Il importe également de poser les conditions d’un dialogue entre les plateformes et les travailleurs autour des algorithmes utilisés, lorsqu’ils déterminent de façon importante les conditions de travail et de rémunération.

Il s’agit de trouver un juste équilibre entre la liberté d’entreprendre et le besoin de protection, étant entendu qu’un statut trop rigide risquerait de limiter les opportunités d’emploi offertes à de nombreux travailleurs.

Faut-il aller vers une segmentation plus marquée du droit du travail ou, au contraire, une convergence des droits entre travailleurs salariés et indépendants au sein d’un droit de l’activité professionnelle ? La question reste ouverte.

Une réflexion globale sur le statut des travailleurs des plateformes numériques a été engagée par le Gouvernement. Mon groupe sera très attentif aux propositions qui seront formulées.

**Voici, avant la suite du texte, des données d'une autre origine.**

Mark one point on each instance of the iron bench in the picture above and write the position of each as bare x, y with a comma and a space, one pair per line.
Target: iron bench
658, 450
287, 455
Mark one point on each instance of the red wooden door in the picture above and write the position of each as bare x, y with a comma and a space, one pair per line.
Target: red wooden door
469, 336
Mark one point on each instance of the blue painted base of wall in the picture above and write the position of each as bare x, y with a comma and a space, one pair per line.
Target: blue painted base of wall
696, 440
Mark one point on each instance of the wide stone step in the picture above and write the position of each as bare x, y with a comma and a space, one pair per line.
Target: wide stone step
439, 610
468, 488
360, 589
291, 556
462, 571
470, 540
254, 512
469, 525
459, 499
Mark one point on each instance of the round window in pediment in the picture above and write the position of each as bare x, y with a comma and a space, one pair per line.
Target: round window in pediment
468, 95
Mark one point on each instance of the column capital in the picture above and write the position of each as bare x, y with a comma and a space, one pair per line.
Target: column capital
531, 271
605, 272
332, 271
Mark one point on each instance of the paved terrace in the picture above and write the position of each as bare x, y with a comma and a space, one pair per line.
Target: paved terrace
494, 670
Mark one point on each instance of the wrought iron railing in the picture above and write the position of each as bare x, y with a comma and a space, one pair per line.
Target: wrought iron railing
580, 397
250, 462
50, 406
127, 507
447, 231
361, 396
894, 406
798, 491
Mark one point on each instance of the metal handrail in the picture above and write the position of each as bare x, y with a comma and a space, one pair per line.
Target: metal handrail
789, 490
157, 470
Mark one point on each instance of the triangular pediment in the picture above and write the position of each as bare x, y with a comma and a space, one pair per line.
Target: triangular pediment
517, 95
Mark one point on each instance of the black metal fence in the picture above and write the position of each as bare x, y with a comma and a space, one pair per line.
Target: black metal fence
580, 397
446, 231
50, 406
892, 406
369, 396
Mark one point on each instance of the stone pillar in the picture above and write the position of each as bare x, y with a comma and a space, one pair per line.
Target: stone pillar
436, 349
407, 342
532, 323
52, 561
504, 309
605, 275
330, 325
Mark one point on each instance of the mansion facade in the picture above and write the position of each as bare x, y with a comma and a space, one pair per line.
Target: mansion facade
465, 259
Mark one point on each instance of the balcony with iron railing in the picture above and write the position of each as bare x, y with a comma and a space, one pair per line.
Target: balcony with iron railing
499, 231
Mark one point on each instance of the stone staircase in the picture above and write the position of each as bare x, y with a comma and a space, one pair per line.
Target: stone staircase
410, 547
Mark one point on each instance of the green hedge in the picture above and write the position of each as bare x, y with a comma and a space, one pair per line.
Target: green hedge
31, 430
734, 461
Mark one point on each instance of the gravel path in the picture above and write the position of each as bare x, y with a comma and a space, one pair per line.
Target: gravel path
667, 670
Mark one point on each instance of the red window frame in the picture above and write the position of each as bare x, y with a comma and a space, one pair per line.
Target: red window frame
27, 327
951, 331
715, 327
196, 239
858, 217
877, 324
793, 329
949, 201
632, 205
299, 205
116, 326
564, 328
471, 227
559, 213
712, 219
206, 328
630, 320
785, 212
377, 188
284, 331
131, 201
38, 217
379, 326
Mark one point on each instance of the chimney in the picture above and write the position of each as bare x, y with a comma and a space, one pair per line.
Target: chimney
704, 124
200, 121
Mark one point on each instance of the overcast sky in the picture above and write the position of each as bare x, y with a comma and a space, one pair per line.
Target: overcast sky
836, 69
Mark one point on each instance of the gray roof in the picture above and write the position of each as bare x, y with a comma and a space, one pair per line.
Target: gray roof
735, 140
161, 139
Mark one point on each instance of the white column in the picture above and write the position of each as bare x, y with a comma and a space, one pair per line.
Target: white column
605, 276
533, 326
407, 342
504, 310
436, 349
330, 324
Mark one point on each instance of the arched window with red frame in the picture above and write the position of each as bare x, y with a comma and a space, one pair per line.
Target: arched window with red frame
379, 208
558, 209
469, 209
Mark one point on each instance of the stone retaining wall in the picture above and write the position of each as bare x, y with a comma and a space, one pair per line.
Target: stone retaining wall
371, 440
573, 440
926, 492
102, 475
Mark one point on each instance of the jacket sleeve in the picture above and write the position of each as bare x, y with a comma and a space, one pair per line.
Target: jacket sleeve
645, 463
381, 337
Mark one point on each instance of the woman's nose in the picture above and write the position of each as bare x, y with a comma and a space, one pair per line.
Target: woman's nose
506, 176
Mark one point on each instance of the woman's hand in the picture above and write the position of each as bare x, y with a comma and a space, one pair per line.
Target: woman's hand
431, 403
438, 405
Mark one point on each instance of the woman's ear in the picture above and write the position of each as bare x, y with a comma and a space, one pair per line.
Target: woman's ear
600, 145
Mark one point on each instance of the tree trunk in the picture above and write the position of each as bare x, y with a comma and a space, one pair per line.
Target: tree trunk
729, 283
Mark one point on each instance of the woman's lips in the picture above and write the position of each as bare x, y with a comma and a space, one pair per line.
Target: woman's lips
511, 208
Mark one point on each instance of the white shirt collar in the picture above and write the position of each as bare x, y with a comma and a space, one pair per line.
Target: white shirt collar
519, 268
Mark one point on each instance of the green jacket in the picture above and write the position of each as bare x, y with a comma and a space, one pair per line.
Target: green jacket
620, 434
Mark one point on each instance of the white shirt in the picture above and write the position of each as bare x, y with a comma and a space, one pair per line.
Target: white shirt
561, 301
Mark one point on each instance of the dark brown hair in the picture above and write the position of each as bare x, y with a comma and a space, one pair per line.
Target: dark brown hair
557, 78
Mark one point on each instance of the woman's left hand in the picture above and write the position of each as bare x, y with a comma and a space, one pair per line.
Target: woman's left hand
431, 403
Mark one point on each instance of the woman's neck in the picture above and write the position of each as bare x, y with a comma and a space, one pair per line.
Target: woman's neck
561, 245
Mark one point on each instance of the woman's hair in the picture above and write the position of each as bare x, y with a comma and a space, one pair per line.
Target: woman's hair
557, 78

Composante à part entière de la révolution digitale, les plateformes collaboratives représentent un atout majeur pour l’avenir de notre économie. Leur développement est exponentiel : à l’avenir, comme l’a annoncé un article du New York Times, nous ne dirons plus à un ami nous travaillons, mais sur quoi nous travaillons.

Tout changement est source de déséquilibres, d’incertitudes et de recherches. Prenons le temps de mener, avec le Gouvernement, les acteurs concernés et tous les groupes parlementaires, en particulier nos collègues qui connaissent bien ces sujets, une réflexion ouverte sur le droit des travailleurs des plateformes et, plus largement, sur les frontières entre professionnels et non-professionnels, ainsi qu’entre salariés et travailleurs indépendants.